Podcasts - 27.01.2026 - 08:00
What does late medieval mining have to do with our present day?
Why is the history of silver mines, princes and ‘teeming’ pit images of central importance when we think about freedom, growth and the crisis of the present?
In this episode, Wolfram Eilenberger talks to philosopher and early modern historian Dr Andreas Friedolin Lingg about epochal thresholds, promises of abundance and the question of whether our obsession with ‘growth’ is already a historical relic.
Andreas Lingg explains how mining gave rise to an ‘uninhibited economy’ based on the principle of ever-increasing wealth and seemingly inexhaustible resources. At the same time, political rule and economic investment became intertwined, causing traditional orders to slide and new forms of diversity, dynamism and risk to emerge. This constellation is reminiscent of current debates on digitalisation and artificial intelligence, in which the question of how much inequality democratic communities can tolerate is once again becoming virulent.

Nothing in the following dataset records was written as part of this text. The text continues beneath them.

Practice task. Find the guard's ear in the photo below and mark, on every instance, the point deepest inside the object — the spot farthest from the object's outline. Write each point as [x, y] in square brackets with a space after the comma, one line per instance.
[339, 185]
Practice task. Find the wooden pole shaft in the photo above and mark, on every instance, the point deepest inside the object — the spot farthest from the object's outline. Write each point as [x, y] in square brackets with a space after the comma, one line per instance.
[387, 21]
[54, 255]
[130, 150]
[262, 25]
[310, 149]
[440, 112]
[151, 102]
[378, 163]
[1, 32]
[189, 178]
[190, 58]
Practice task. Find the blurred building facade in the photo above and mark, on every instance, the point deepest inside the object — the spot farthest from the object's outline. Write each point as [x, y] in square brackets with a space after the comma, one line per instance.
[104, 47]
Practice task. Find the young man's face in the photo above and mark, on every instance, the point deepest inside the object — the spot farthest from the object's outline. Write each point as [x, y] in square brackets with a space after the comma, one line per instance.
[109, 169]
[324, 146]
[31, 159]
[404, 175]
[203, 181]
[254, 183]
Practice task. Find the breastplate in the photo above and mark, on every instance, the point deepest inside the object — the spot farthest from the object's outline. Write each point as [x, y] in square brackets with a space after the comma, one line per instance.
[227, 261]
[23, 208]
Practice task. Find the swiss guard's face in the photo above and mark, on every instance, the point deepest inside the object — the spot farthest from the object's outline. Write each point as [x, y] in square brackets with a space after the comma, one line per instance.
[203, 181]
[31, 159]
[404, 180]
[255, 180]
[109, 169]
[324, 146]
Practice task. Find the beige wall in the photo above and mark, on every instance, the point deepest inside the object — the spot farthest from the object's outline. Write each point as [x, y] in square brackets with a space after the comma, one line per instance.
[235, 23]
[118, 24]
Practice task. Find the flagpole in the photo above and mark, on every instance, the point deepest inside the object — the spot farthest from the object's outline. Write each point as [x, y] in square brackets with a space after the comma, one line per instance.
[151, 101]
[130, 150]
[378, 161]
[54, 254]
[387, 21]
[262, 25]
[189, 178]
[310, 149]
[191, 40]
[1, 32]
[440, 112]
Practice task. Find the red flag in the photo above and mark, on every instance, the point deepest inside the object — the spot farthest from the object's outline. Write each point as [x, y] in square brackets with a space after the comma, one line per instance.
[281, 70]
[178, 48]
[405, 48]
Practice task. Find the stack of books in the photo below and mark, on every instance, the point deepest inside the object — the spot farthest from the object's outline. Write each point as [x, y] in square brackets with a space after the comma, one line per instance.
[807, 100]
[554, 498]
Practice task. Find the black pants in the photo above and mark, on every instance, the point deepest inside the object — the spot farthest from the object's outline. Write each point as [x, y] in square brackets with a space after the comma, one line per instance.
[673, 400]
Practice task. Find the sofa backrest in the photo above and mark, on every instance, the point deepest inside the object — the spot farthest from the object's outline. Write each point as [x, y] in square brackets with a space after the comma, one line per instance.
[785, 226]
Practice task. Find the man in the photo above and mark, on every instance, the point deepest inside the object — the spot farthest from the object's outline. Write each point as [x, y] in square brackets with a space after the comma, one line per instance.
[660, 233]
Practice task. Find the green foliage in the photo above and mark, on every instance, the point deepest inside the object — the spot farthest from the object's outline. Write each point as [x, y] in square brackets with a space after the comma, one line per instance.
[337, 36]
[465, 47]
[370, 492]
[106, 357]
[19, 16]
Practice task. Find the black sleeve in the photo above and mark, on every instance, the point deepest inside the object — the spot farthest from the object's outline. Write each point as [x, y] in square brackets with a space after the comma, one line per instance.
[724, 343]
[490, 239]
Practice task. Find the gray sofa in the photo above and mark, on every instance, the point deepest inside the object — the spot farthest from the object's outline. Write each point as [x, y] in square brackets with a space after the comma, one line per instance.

Dr Andreas Friedolin Lingg is a philosopher and historian specialising in the history of economic ideas and the economic and intellectual history of the early modern period. He teaches and conducts research at Witten/Herdecke University, among other places, where he is a research assistant, project manager and research officer at the WittenLab. He is also a member of the board of directors at the International Centre for Sustainable and Just Transformation (tra:ce). Previously, he was a Kenneth E. Boulding Fellow at the University of Mannheim and is currently a Hans Christoph Binswanger Fellow at the St. Gallen Collegium.